Exopolysaccharide production by Anabaena sp. PCC 7120: physicochemical parameter optimization and two-stage cultivation strategy to maximize the product yield

Cyanobacterial exopolysaccharides are recently gaining attention due to their high charge density and the ability to modify the rheological properties of water. This property makes them potential flocculating and thickening agents for industrial purposes. In this study, the effects of physicochemical parameters on biomass and exopolysaccharide production using Anabaena sp. PCC7120 were studied, and accordingly, mathematical models were developed. Interaction between the different parameters, such as sodium nitrate concentration, initial pH, and temperature, was studied using the Box-Behnken design for response surface methodology. Optimum values of the parameters (sodium nitrate having a concentration of 2 g/L, pH 8.5, and temperature 30 °C) were decided by analyzing the statistical design, which led to a biomass concentration of 1.58 g/L. A rise in exopolysaccharide production was observed at high temperatures up to 35 °C and in nitrate-limited conditions.
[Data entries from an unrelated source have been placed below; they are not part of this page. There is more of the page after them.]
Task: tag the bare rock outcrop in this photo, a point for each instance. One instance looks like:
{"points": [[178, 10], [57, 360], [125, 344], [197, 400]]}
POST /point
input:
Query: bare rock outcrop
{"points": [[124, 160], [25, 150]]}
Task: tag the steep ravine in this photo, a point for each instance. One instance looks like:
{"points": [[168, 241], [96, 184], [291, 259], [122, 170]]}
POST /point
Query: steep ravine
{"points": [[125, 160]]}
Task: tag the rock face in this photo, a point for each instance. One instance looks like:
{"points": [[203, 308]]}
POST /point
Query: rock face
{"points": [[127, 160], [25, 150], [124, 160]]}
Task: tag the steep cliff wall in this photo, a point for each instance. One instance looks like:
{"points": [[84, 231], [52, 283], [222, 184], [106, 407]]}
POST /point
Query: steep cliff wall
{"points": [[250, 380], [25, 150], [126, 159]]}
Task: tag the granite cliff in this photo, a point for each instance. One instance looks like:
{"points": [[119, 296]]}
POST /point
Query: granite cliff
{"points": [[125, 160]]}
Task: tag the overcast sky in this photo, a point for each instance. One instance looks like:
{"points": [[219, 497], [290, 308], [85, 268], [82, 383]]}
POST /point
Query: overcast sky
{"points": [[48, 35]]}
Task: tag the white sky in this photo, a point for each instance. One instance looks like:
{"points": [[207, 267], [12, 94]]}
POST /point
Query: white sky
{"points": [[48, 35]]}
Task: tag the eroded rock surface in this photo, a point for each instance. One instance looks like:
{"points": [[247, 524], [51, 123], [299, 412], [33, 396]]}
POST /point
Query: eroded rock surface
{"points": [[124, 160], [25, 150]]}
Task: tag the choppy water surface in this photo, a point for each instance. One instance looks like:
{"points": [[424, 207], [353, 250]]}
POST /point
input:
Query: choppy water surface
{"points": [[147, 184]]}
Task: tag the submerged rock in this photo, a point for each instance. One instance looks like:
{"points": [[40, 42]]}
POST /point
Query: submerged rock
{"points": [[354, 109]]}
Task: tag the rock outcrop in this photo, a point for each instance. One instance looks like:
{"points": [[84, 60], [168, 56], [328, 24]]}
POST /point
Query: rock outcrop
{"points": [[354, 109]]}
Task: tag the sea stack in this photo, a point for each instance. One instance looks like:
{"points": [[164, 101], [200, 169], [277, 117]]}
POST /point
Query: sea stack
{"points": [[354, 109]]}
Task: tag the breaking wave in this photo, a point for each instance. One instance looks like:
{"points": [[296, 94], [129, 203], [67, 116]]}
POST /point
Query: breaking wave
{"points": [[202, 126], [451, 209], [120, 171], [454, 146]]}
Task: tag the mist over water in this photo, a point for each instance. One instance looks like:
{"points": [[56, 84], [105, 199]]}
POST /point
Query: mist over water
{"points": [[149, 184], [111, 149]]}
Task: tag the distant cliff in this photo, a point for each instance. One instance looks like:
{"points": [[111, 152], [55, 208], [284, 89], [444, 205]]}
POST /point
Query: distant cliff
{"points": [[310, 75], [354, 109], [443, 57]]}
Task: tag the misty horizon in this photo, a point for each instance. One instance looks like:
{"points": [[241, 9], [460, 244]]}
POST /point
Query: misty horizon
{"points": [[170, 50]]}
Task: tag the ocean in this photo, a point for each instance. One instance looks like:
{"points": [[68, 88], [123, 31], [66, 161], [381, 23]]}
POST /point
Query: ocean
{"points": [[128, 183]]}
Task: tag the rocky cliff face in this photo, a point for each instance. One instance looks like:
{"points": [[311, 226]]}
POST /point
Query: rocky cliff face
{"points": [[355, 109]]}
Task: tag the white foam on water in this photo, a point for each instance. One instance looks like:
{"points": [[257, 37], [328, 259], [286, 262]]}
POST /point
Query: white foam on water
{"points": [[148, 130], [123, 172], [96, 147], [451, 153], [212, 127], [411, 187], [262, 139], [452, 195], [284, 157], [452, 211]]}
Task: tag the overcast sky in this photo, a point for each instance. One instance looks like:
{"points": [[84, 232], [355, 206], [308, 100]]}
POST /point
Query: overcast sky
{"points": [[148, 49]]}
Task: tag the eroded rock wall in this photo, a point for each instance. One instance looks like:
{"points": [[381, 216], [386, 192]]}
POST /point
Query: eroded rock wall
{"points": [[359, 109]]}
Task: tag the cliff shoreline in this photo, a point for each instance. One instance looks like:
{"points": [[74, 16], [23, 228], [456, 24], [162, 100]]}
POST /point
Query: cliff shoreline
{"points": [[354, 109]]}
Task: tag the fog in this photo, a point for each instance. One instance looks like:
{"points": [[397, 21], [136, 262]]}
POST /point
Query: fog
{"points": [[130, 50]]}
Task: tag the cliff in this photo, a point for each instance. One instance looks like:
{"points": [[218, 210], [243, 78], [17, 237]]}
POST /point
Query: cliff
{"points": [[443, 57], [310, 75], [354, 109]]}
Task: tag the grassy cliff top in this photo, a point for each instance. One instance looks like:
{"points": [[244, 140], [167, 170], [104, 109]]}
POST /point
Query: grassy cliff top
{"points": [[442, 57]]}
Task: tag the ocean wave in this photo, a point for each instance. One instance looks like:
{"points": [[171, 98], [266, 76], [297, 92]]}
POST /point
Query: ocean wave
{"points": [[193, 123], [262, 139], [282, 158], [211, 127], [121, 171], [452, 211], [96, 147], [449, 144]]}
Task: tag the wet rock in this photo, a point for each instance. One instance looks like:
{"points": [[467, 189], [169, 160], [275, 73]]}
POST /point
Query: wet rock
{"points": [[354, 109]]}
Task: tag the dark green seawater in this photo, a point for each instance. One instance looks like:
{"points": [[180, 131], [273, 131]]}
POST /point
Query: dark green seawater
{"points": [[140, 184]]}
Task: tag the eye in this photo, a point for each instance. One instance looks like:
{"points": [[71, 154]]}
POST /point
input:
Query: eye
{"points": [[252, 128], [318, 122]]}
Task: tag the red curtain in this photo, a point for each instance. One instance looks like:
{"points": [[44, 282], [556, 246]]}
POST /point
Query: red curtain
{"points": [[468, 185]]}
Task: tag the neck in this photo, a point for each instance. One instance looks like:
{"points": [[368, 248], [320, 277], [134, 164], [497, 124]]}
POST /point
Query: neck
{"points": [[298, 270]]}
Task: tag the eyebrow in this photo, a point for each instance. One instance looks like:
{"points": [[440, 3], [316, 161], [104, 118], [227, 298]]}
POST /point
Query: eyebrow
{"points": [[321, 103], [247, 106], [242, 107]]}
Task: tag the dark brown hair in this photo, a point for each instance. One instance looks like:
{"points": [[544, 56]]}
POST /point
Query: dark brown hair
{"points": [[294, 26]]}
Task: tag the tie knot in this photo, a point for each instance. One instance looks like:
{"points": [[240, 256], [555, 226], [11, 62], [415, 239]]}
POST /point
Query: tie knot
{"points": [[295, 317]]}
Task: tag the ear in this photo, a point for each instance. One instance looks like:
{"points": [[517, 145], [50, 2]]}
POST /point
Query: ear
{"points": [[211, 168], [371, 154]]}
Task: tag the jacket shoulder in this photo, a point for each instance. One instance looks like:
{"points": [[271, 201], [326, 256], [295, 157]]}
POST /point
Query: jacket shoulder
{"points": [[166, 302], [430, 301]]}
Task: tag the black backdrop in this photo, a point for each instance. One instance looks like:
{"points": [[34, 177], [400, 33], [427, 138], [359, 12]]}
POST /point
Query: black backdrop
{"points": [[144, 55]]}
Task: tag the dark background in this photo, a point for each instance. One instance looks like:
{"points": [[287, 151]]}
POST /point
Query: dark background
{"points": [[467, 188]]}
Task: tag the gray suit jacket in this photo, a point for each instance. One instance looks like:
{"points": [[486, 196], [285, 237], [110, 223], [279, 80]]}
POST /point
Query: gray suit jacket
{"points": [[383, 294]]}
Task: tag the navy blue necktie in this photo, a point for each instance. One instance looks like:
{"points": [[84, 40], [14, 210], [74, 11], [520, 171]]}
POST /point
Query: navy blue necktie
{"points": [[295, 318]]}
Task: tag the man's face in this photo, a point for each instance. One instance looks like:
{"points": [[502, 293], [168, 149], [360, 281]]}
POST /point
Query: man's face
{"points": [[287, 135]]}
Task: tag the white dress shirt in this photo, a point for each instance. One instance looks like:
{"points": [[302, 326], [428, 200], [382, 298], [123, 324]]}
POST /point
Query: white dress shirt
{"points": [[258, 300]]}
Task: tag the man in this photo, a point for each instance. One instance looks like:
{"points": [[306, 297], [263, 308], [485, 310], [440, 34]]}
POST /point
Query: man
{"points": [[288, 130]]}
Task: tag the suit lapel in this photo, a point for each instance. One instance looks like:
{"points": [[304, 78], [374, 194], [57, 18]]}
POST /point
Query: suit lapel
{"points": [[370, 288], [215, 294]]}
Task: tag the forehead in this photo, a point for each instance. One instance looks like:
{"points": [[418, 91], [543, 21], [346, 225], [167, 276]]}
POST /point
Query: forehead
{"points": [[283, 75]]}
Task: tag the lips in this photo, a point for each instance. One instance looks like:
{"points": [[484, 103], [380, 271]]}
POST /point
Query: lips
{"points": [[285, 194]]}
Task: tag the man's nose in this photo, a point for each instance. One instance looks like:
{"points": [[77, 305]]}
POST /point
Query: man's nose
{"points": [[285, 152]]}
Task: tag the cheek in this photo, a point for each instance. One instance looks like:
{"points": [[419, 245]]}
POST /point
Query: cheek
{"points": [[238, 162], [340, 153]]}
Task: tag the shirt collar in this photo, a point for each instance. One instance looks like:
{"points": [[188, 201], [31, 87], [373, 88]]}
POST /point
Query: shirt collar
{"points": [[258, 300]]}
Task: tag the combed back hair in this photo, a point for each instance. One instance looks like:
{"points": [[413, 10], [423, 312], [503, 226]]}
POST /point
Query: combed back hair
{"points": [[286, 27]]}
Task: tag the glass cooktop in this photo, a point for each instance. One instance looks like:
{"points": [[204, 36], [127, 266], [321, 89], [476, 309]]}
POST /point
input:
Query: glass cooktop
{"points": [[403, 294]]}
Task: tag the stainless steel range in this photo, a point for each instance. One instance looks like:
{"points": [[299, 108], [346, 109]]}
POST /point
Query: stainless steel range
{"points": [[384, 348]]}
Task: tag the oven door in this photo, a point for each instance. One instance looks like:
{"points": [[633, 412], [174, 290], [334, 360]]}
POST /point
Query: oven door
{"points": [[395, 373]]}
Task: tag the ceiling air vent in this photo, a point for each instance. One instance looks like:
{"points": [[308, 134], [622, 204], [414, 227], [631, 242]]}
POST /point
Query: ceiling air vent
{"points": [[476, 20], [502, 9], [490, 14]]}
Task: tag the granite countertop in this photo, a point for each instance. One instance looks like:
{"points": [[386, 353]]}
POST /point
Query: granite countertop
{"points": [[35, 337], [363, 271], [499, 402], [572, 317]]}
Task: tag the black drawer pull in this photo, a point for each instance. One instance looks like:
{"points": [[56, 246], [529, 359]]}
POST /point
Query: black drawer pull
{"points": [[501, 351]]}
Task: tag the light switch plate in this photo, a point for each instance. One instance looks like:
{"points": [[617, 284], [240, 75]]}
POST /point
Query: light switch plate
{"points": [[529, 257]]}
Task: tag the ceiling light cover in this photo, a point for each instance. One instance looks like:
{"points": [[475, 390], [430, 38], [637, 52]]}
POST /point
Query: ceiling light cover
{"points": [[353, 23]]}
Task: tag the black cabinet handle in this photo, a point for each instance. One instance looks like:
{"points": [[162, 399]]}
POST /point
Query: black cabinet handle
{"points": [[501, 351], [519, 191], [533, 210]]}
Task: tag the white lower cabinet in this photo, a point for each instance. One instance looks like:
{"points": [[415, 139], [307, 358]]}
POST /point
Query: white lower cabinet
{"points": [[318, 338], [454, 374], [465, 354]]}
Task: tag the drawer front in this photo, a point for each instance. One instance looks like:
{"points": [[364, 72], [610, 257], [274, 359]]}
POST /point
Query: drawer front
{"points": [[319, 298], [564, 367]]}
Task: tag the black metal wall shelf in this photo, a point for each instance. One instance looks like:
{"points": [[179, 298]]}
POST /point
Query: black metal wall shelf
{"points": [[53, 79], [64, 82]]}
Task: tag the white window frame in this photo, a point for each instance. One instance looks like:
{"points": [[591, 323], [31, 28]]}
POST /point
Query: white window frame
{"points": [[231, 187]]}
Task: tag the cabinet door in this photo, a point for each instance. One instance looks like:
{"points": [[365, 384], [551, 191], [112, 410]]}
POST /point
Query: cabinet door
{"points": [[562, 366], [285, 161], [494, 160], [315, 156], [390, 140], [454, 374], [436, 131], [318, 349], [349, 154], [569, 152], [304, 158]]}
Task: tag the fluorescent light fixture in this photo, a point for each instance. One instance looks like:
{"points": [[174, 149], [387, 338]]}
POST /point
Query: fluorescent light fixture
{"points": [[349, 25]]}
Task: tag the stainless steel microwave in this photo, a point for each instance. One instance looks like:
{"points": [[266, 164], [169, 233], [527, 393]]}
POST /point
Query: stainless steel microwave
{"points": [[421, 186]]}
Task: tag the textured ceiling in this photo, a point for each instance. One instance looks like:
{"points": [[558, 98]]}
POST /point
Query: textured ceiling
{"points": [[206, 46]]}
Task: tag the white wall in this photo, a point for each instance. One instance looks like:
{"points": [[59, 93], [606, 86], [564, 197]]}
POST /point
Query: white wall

The airlift reactor was found suitable for cyanobacterial growth. However, the maximum amount of exopolysaccharide was obtained in the bubble column reactor. A two-stage cultivation strategy was visualized for a simultaneous increase in biomass concentration and exopolysaccharide content. The maximum biomass concentration and carbohydrate content were found to be 1.96 g/L and 27.55% (g/g), respectively. The crude exopolysaccharide extracted had a carbohydrate content of 67.59% (g/g) and a protein content of 23.89% (g/g). It was used to flocculate different algal cells and showed the maximum flocculating efficiency of 86.24% with Chlorella sorokiniana. In addition, after exopolysaccharide extraction, the nutritional properties of the leftover biomass were evaluated. It can be used as fodder and in biofuel production mainly due to its high protein and carbohydrate content.